Quinn: I think it would. It would be special because you're playing in the NFL, and you're allowing yourself to have a job that you love. Playing football every day, that's unbelievable. But it doesn't have that same lure or aura about it, because it wasn't the same team you rooted for growing up. The 49ers, I grew up liking them as well because I was a Joe Montana fan.
Your rookie contract two years ago caused you to miss most of training camp and a chance to compete for the starting job right away. Do you regret that with the way things have played out so far?
Quinn: Not really, because you can't always look back and say "What if, what if, what if?" That's not the way life works. There is nothing you can do about it now. So you just have to move forward and press on. God's got a plan and everything will work out the way it's supposed to.
Would you consider yourself a patient person?
Quinn: [Laughs] Maybe I would now. I'm probably not as patient as God would like me to be. But I know I wasn't patient coming out of the draft. I definitely wasn't. But I would say I am more patient now. The problem is, I'm probably still not patient enough.
How would you describe this offense, and what could Browns fans expect to see from it in 2009?
Quinn: I don't want to build up people's expectations, but we're going to be a smart football team. We're going to be disciplined in everything we do. I will just leave it at that.
Quinn: [Laughs] There is so much hypothetical into that. Who knows what's going to happen with Brett Favre? He's an unbelievable quarterback and someone I've looked up to growing up. So that situation will take care of itself in due time.
What's your relationship like with Derek, and has it evolved over the past few years?

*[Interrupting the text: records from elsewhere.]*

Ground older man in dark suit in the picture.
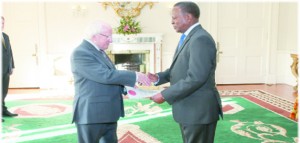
[1,16,18,122]
[71,21,151,143]
[148,2,222,143]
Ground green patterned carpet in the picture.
[1,91,298,143]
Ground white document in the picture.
[125,86,161,99]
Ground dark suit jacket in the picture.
[2,32,15,75]
[157,25,222,124]
[71,40,136,124]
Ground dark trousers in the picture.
[1,73,9,112]
[180,122,217,143]
[76,123,118,143]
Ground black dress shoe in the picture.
[2,111,18,117]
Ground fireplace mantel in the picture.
[107,33,162,73]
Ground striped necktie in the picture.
[177,34,185,51]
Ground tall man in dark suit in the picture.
[148,2,223,143]
[71,21,151,143]
[1,16,18,122]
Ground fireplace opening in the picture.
[112,52,150,73]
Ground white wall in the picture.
[276,2,299,85]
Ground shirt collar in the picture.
[183,22,200,36]
[84,39,100,51]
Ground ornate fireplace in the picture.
[106,34,162,73]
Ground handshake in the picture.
[137,72,165,104]
[136,72,158,86]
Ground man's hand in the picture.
[136,72,151,86]
[147,73,158,82]
[150,93,165,104]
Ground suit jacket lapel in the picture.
[171,25,202,67]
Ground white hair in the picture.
[84,20,110,40]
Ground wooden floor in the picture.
[8,84,295,101]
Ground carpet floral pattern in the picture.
[1,90,298,143]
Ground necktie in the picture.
[177,34,185,51]
[100,50,114,67]
[1,34,6,49]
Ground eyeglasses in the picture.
[98,33,111,38]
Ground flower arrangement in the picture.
[116,16,142,35]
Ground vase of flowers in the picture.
[116,16,142,35]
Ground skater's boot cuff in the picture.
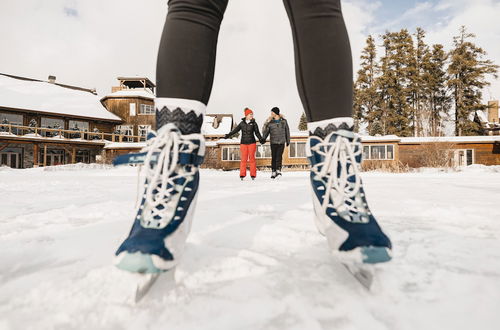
[155,98,206,134]
[307,117,354,139]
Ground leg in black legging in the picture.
[283,0,353,122]
[276,144,285,171]
[155,0,228,134]
[271,144,279,172]
[156,0,227,104]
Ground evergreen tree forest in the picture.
[353,27,499,136]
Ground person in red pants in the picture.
[224,108,265,180]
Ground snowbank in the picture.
[0,169,500,330]
[0,74,121,120]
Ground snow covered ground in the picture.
[0,168,500,330]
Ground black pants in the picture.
[271,144,285,171]
[156,0,353,121]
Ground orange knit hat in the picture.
[245,108,253,117]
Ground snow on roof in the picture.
[0,74,121,121]
[201,115,233,135]
[361,135,401,142]
[400,135,500,143]
[103,88,155,99]
[104,142,146,149]
[290,131,309,137]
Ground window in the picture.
[363,144,394,160]
[0,112,23,125]
[222,146,241,160]
[75,150,90,164]
[42,117,64,137]
[370,146,387,159]
[69,120,89,131]
[42,117,64,129]
[139,125,151,140]
[115,125,134,142]
[116,125,134,135]
[139,104,155,115]
[255,144,271,158]
[453,149,475,166]
[0,148,23,168]
[288,142,306,158]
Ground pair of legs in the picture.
[156,0,352,126]
[115,0,391,273]
[240,143,257,178]
[271,144,285,172]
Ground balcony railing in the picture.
[0,124,146,142]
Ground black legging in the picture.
[156,0,352,121]
[271,144,285,172]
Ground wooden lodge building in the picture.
[0,74,155,168]
[0,74,500,170]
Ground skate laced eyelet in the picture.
[140,124,199,228]
[311,135,370,223]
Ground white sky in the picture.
[0,0,500,129]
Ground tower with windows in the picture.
[101,77,156,140]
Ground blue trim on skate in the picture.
[116,252,167,274]
[113,152,204,166]
[361,246,392,264]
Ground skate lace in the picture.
[142,124,199,228]
[311,135,367,221]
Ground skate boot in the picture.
[306,118,391,264]
[115,100,205,273]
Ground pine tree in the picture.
[423,44,451,136]
[298,112,307,131]
[448,26,498,136]
[408,28,429,136]
[353,35,381,134]
[377,29,415,136]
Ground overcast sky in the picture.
[0,0,500,128]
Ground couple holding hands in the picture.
[224,107,290,180]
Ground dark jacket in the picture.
[262,117,290,145]
[225,118,262,144]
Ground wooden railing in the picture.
[0,124,146,142]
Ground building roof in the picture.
[400,135,500,143]
[201,114,233,135]
[0,74,122,121]
[116,76,156,88]
[102,88,155,100]
[104,142,146,149]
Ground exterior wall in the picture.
[211,138,309,170]
[102,97,156,135]
[0,109,119,133]
[0,142,34,168]
[399,142,500,167]
[102,148,140,164]
[0,140,103,168]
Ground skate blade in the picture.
[342,263,375,291]
[134,273,160,304]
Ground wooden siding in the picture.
[397,142,500,168]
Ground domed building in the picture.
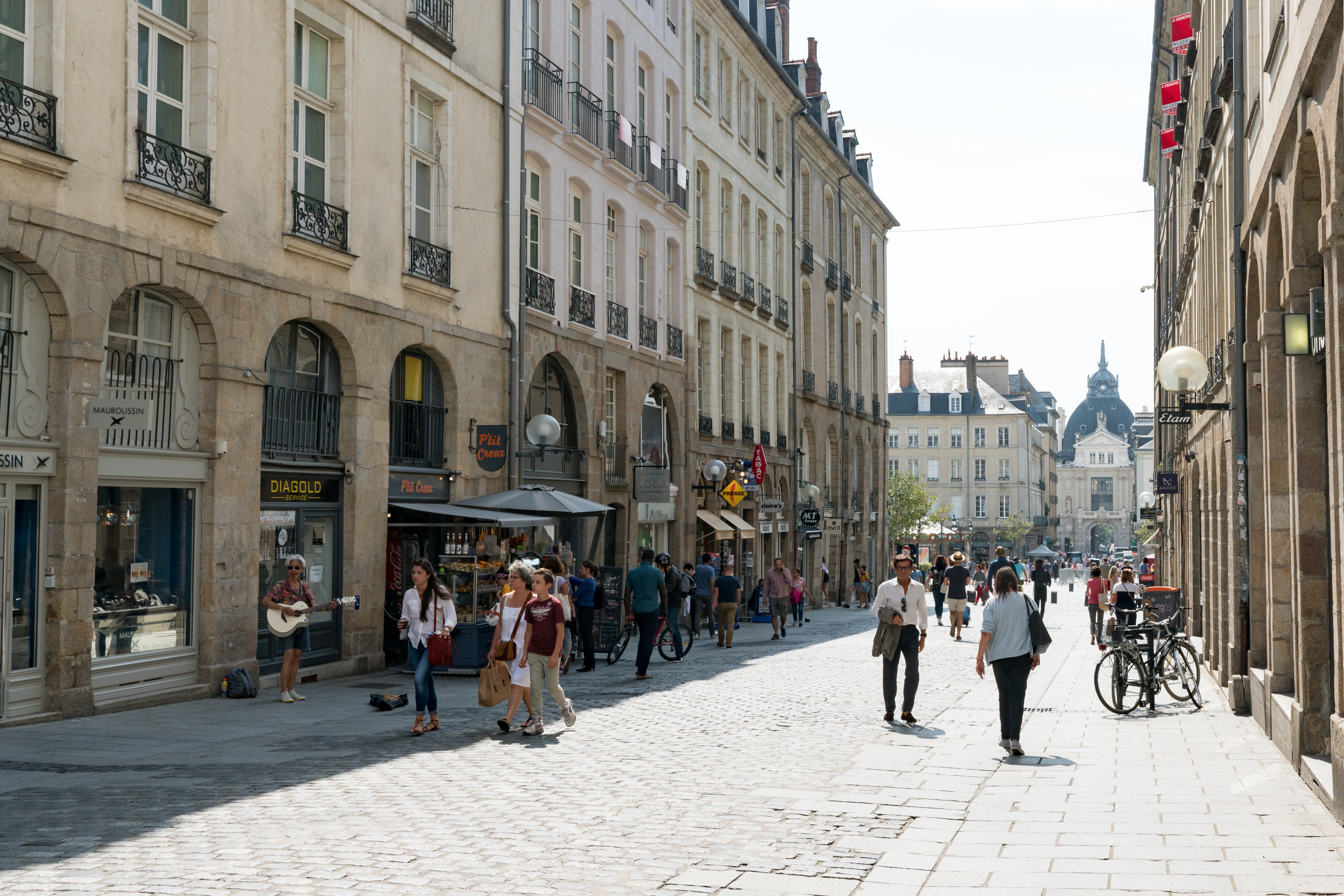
[1058,343,1134,553]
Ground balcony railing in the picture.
[634,137,668,193]
[0,75,56,152]
[695,246,714,279]
[290,189,349,252]
[719,262,738,293]
[640,314,659,352]
[570,81,602,149]
[524,267,555,316]
[570,286,597,329]
[523,47,564,121]
[410,237,453,286]
[662,158,691,211]
[406,0,457,54]
[741,271,755,305]
[668,324,685,360]
[606,301,630,340]
[606,109,637,171]
[100,349,180,449]
[261,386,340,458]
[387,402,443,468]
[137,130,211,205]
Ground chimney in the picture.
[806,38,821,97]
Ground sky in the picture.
[789,0,1153,415]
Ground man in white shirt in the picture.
[872,553,929,725]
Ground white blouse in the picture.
[402,588,457,647]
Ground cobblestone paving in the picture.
[0,591,1344,896]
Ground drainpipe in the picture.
[500,0,521,489]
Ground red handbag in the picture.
[427,595,453,666]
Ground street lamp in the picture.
[1157,345,1208,394]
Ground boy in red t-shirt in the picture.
[519,570,575,735]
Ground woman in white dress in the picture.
[491,560,532,733]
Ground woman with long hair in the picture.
[976,567,1040,756]
[396,558,457,735]
[491,560,534,732]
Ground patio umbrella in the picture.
[449,485,614,516]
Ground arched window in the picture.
[262,321,340,458]
[387,348,443,469]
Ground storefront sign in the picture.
[261,475,340,504]
[476,423,508,473]
[89,398,154,430]
[387,473,449,502]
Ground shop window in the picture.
[262,321,340,458]
[93,485,195,658]
[387,349,443,468]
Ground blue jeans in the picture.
[406,641,438,715]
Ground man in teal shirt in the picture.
[625,548,668,681]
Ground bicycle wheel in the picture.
[1093,650,1148,716]
[606,626,634,666]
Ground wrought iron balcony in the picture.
[524,267,555,316]
[290,189,349,252]
[261,386,340,458]
[695,246,716,282]
[741,271,755,305]
[606,109,637,172]
[387,402,445,469]
[137,130,211,205]
[570,286,597,329]
[406,0,457,55]
[640,314,659,352]
[570,81,602,149]
[0,74,56,152]
[523,47,564,121]
[606,301,630,340]
[410,237,453,286]
[668,324,685,360]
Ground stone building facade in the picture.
[1145,0,1344,818]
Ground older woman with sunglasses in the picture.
[491,560,534,733]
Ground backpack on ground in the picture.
[219,669,257,700]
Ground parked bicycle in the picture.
[1093,600,1204,715]
[606,610,695,666]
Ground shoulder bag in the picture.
[1022,594,1051,656]
[491,596,527,663]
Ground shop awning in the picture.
[719,510,755,539]
[695,510,732,541]
[387,501,555,528]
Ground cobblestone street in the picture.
[0,590,1344,896]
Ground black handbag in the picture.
[1022,594,1051,656]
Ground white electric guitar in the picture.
[266,594,359,638]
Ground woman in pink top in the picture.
[1087,567,1110,644]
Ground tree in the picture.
[887,470,949,544]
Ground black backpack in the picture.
[219,669,257,700]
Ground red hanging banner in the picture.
[1172,12,1195,56]
[1161,128,1176,158]
[1160,81,1180,116]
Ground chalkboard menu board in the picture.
[593,567,625,653]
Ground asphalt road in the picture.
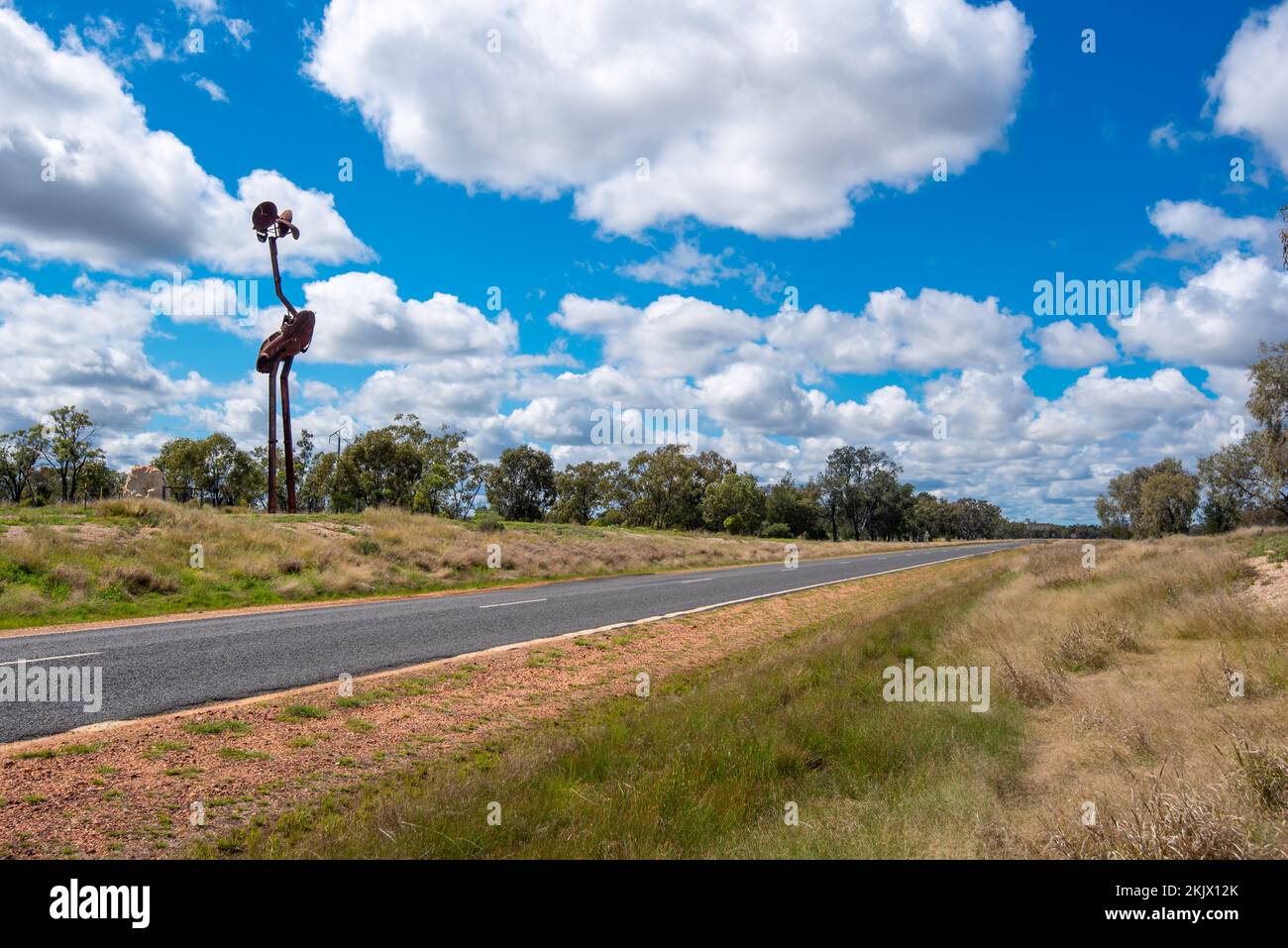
[0,542,1020,742]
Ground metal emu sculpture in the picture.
[250,201,314,514]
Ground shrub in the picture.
[473,507,505,533]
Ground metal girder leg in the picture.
[282,356,295,514]
[268,362,277,514]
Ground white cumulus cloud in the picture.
[305,0,1033,237]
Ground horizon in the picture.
[0,0,1288,524]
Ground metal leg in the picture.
[268,362,277,514]
[282,356,295,514]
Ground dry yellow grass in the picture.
[0,500,968,629]
[952,535,1288,858]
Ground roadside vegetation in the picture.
[193,532,1288,858]
[0,500,968,629]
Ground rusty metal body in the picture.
[252,201,314,514]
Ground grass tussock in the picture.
[0,498,968,629]
[1031,784,1288,859]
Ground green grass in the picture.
[183,717,250,734]
[277,704,326,721]
[1252,533,1288,563]
[0,500,968,629]
[219,747,271,760]
[196,563,1022,858]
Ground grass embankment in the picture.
[200,535,1288,858]
[0,500,968,629]
[206,563,1021,858]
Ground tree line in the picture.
[0,406,1056,540]
[148,415,1056,540]
[1096,342,1288,537]
[0,404,124,503]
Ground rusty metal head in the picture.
[250,201,300,244]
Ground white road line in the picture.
[0,652,103,665]
[483,546,1017,649]
[480,599,546,609]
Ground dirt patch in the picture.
[1244,557,1288,610]
[0,523,125,544]
[0,554,994,858]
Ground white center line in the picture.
[0,652,103,665]
[480,599,546,609]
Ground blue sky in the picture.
[0,0,1288,522]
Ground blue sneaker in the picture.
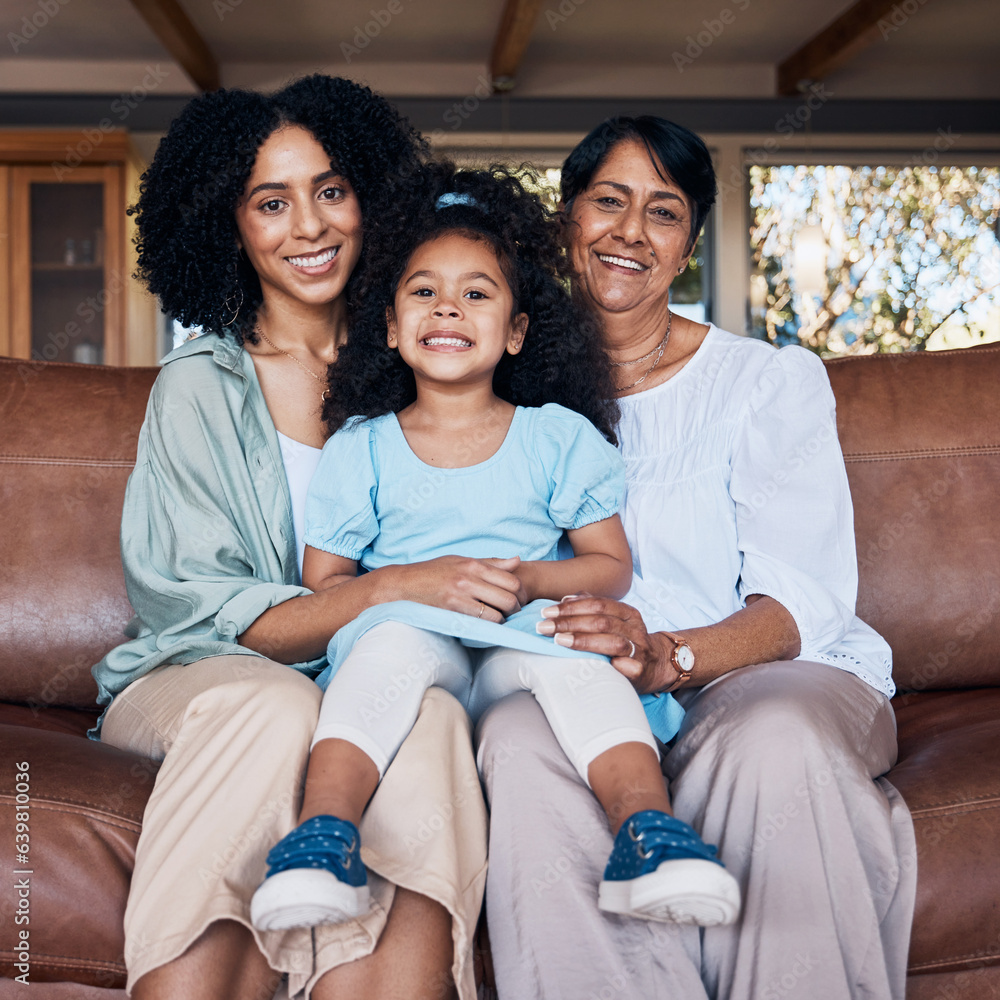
[250,816,369,931]
[597,809,740,927]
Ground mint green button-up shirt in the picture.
[93,334,325,732]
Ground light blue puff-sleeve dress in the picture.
[305,403,683,742]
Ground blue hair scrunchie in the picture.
[434,191,482,212]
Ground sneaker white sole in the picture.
[250,868,370,931]
[597,858,740,927]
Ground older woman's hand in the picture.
[536,594,678,694]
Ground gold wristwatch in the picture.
[663,632,694,683]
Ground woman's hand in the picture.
[383,556,525,622]
[536,594,678,694]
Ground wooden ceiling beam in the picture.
[132,0,219,90]
[778,0,916,97]
[490,0,543,91]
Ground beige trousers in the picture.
[101,655,486,1000]
[479,660,917,1000]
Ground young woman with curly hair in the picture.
[251,166,739,930]
[94,76,496,1000]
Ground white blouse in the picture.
[618,326,895,696]
[275,428,323,578]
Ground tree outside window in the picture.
[750,165,1000,356]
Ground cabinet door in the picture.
[10,165,128,365]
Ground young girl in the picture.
[251,165,739,930]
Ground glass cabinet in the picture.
[0,133,157,365]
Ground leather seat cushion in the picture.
[0,724,158,988]
[888,688,1000,972]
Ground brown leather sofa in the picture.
[0,347,1000,1000]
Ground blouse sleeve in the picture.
[536,403,625,530]
[730,346,858,656]
[121,365,309,655]
[304,419,379,560]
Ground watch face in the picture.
[674,643,694,673]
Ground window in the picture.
[750,163,1000,356]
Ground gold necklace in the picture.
[611,311,674,392]
[254,326,332,402]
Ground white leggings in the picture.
[312,622,656,784]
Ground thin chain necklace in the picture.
[254,324,332,402]
[611,312,674,392]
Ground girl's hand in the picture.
[536,594,678,694]
[389,556,524,622]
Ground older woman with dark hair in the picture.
[479,117,915,1000]
[94,76,494,1000]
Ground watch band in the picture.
[663,631,694,683]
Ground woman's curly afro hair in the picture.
[323,163,618,442]
[132,75,427,342]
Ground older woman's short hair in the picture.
[562,115,717,249]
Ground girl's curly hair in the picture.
[323,163,618,443]
[130,74,427,342]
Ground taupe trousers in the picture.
[101,656,486,1000]
[479,661,916,1000]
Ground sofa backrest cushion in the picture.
[0,347,1000,708]
[827,346,1000,691]
[0,360,157,708]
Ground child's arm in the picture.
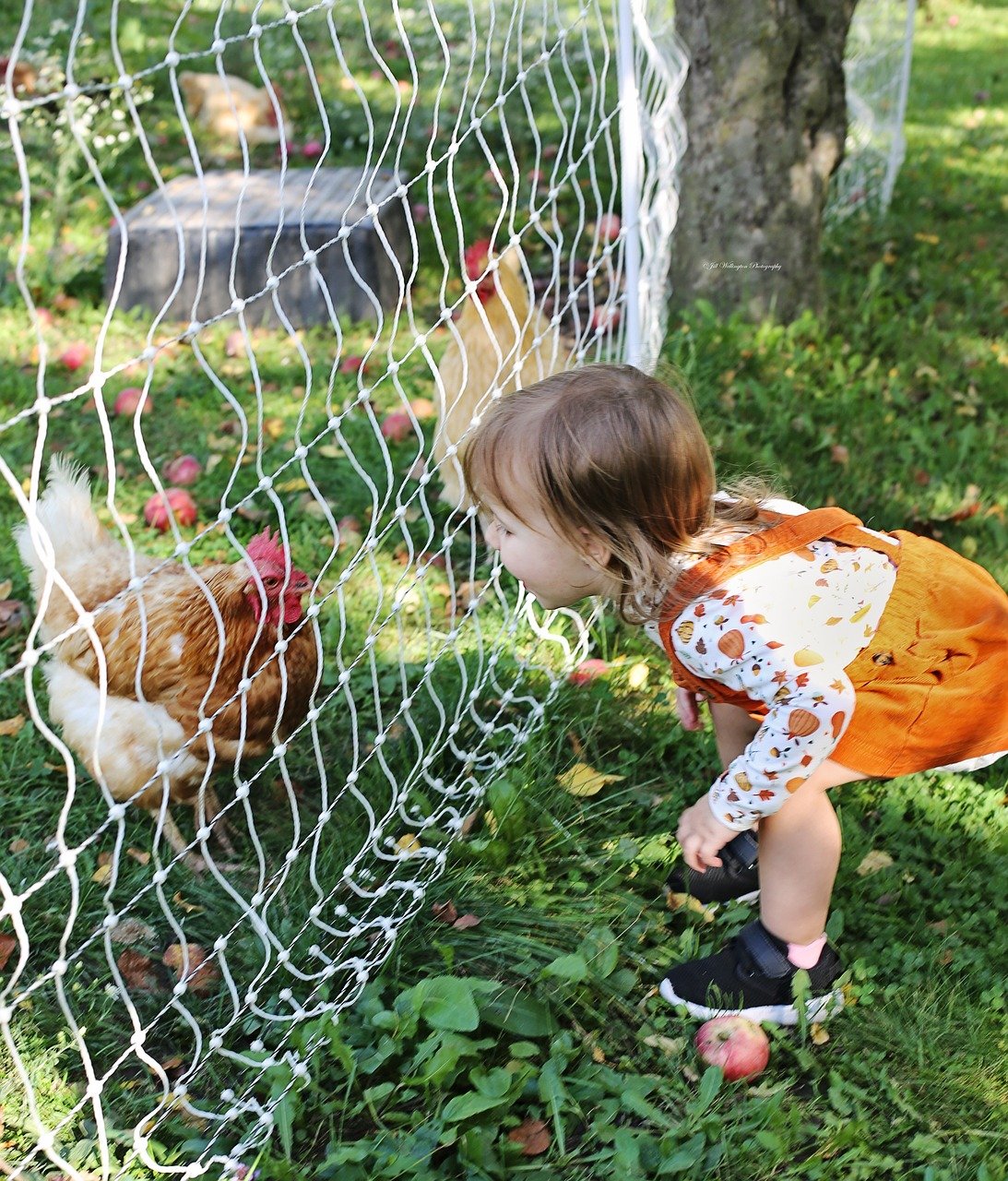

Quinn: It's definitely grown. When you first get here, we don't really know each other as much. Obviously, you spend so much time together that you become like a family. We've been through a lot of adversity together. People always think that guys like that wouldn't get along off the field together. But we're both going through the same struggles and battles here and there. So we've been able to kind of share the experience and really be friends through it and enjoy different parts of the competition.
Who is the better golfer?
Quinn: Definitely him. Derek plays way more than me. I'm more of weight-room guy and he's more of a golf guy.
Speaking of workouts, a lot of quarterbacks are not hardcore weight-room guys. Why is the weight room such an important part of your regimen?
Brady Quinn: Well, it's a few things. Looking at my past, it was something that allowed me to propel to start when I was a freshman coming in at Notre Dame,
as well as giving me an advantage in high school. Then as I've gotten to the NFL I noticed guys become limited by injuries, and a lot of injuries happen because guys don't take care of their bodies. So I've always prided myself on hard work and that's just extended into the weight room. It's something where, not only do I enjoy it, but I feel like it gives me an advantage over everyone else, because I work so much harder there and do the little things.
We asked Baltimore Ravens quarterback Joe Flacco a similar question recently. Everyone is chasing the Pittsburgh Steelers. So for a team like the Browns, especially in the division, how do you close the gap and help bring back the rivalry?
Quinn: I know the biggest thing for us right now is getting better. We have so much stuff going on that you can't really focus on the Steelers right now. We will worry about them when they come during the season -- as well as the rest of our opponents at this point. But we got so much we need to do. That's really where our focus is, and I think as long as we focus on ourselves to get better and better, I think eventually that is going to bring the rivalry back.